だからこそ、(第三部で)「ヒットラーの尻尾」という引用がされるように、ガンダムでは、明らかにナチスや日帝、関東軍(というより日本赤軍?)、近現代のいくつかの独立戦争をモデルにした組織や展開が描かれる。

そのため、子供向けのアニメであるにも関わらず、極限状態下での民間人を徴用しての撤退戦、兵器で人を殺せるようになってしまう優しい少年兵、民間人スパイの悲劇、占領軍の愛人、戦争の長期化による学徒動員、容赦のない主要人物の死……等々、戦争体験世代である富野由悠季ならば嫌というほど知っている、近代の戦争の愚かしさや残酷さ、狂気が、これでもかと描かれているわけだ。

理想的な戦争のロマンを描きながら、リアルでハードな戦争モノでもある。そらウケるわけだし、伝説になるわけだ。

さらにガンダムで凄いのは、単純な戦争文学や戦争映画で描かれてきた戦争ドラマを単純にジュブナイル向けアニメーションに書き起こしただけでなく、「ニュータイプ」というSF的概念を導入したことで、新たな手法で人類と戦争の関わりを描いたことである。
ニュータイプ論と戦争論についての詳しい考察は、『逆襲のシャア』の感想を参照。

(実際には、そこに70年代的なしらけ世代感のあるアムロのキャラ像やニューエイジ思想に加え、80年代への萌芽が見られる愛憎劇というかトレンディドラマ感もプラスされているので、当時としては凄い異質な戦争ドラマに映ったはず)
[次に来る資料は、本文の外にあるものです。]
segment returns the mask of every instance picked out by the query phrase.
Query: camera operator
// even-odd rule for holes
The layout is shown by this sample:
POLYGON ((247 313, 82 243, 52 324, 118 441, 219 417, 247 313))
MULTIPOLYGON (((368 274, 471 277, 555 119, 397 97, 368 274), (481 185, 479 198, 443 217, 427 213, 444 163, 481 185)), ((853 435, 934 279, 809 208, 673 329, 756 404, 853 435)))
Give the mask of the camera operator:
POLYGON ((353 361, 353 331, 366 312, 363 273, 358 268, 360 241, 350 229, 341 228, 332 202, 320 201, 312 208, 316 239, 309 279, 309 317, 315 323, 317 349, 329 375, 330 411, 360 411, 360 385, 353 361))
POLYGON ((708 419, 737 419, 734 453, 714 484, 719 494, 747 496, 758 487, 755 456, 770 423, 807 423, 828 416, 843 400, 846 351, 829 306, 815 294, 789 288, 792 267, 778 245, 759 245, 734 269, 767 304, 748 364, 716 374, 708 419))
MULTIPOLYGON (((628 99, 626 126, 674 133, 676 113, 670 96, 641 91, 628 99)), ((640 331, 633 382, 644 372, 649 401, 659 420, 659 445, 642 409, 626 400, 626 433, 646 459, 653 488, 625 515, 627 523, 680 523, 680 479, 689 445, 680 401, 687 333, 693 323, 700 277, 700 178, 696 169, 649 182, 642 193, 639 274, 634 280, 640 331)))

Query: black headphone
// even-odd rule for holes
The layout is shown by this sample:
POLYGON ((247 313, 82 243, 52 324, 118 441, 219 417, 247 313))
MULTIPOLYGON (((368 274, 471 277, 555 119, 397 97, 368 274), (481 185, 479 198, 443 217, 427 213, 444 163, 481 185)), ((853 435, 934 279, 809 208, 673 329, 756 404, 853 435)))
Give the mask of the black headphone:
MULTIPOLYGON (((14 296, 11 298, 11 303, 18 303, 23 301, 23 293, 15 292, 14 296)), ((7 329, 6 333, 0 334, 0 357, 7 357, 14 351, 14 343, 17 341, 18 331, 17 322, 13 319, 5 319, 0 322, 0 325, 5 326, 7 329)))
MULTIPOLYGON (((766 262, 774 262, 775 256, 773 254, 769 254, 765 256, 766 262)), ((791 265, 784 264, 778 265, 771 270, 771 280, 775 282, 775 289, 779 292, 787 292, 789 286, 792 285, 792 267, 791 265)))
で、この総集編映画については……たしかにびっくりすれほど上手くまとまっているが、やはりストーリーとしては無理があると思う。
劇場版2作目や3作目みたいに演出が神がかっていたり、ほぼ新規作画であったりするわけでもないので、この1作目に関しては、単なる総集編の粋を出ていないと思った。

映画だから仕方ないとはいえ、元々ドラマが売りの作品なんだし、戦闘シーンはもう少し短くしてもよかったのかもしれない……。ドラマパートがダイジェストすぎて、感情移入しにくいだろう。

編集については、詳しくは第二部の感想を参照。